20Les propriétaires « investisseurs capitalistes » se différencient des précédents par leur résidence hors de la zone, et pratiquent une agriculture proche de celle « de firme » définie par F. Purseigle et G. Chouquer [2013]. N’ayant pas pour activité principale l’agriculture, ils sont davantage des actionnaires qui investissent dans une entreprise potentiellement rentable grâce à l’argent qu’ils ont épargné d’autres secteurs économiques. Une diversité de logiques mène à investir dans la terre à Berambadi, le faible coût du foncier et de la main-d’œuvre expliquant l’installation d’allochtones.

21Ces investisseurs optent généralement pour le modèle « forestier » de l’agroforesterie irriguée, qui nécessite peu de visites : du bois de coupe (renouvelé tous les dix, quinze ans voire quarante ou cinquante selon la croissance de l’espèce) protégeant des arbustes fruitiers aux récoltes annuelles qui garantissent un revenu plus fréquent. Ces boisements agroforestiers présentent l’avantage de ne pas nécessiter beaucoup de travail et de soins, sauf les premiers mois.

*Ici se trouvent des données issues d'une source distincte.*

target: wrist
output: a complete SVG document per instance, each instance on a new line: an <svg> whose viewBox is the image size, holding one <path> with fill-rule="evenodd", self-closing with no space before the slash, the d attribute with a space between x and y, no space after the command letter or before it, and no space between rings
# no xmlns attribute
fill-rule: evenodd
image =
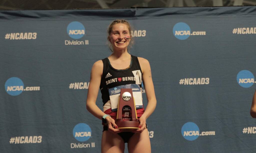
<svg viewBox="0 0 256 153"><path fill-rule="evenodd" d="M108 118L108 117L109 117L110 118ZM111 118L111 117L108 114L106 114L105 115L103 116L102 117L102 122L103 123L105 124L107 124L107 121L109 119L108 118Z"/></svg>

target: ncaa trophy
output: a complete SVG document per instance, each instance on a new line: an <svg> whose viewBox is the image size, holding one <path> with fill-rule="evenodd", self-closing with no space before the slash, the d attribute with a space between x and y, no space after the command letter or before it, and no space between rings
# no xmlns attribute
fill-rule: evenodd
<svg viewBox="0 0 256 153"><path fill-rule="evenodd" d="M115 123L118 127L117 129L124 131L132 132L140 129L140 122L131 88L121 89Z"/></svg>

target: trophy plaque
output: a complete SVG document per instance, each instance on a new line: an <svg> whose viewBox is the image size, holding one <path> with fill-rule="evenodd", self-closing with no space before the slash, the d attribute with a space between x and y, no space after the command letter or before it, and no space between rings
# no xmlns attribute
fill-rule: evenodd
<svg viewBox="0 0 256 153"><path fill-rule="evenodd" d="M117 129L124 131L132 132L140 129L140 122L137 117L131 88L121 89L115 122L118 127Z"/></svg>

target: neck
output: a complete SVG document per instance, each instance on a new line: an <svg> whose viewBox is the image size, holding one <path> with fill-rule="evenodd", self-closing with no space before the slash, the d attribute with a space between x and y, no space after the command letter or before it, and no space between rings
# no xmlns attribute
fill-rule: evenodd
<svg viewBox="0 0 256 153"><path fill-rule="evenodd" d="M114 50L110 56L112 56L114 59L125 59L130 57L131 55L127 52L126 48L125 49L118 50Z"/></svg>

Sur ce modèle, on trouvera des caféiers sous Grevillea robusta (chêne soyeux, silver oak), des pamplemoussiers sous Melia dubia (bois d’œuvre), ou des cultures fourragères complantées de manguiers, de citronniers ou de cocotiers. Le propriétaire, originaire le plus souvent du Kérala voisin, et plus rarement des grandes métropoles du Karnataka comme Bangalore, pourra alors déléguer la bonne conduite des champs à son manager et se limiter à quelques visites occasionnelles (d’annuelles à hebdomadaires). Parmi les investisseurs capitalistes, un petit groupe de propriétaires se distingue par sa logique d’investissement immobilier : il exploite en effet son foncier agricole à très « bas régime » et le délègue entièrement à un manager. Son objectif est moins de produire sur ces parcelles que de les lotir, en contournant les régulations foncières et fiscales. Considérant les environs de Gundlupet comme stratégiquement placés au centre d’une zone touristique et facilement accessible par les voies rapides, ces propriétaires espèrent que la législation évoluera en faveur de la construction d’hôtels ou de homestays (logements chez l’habitant).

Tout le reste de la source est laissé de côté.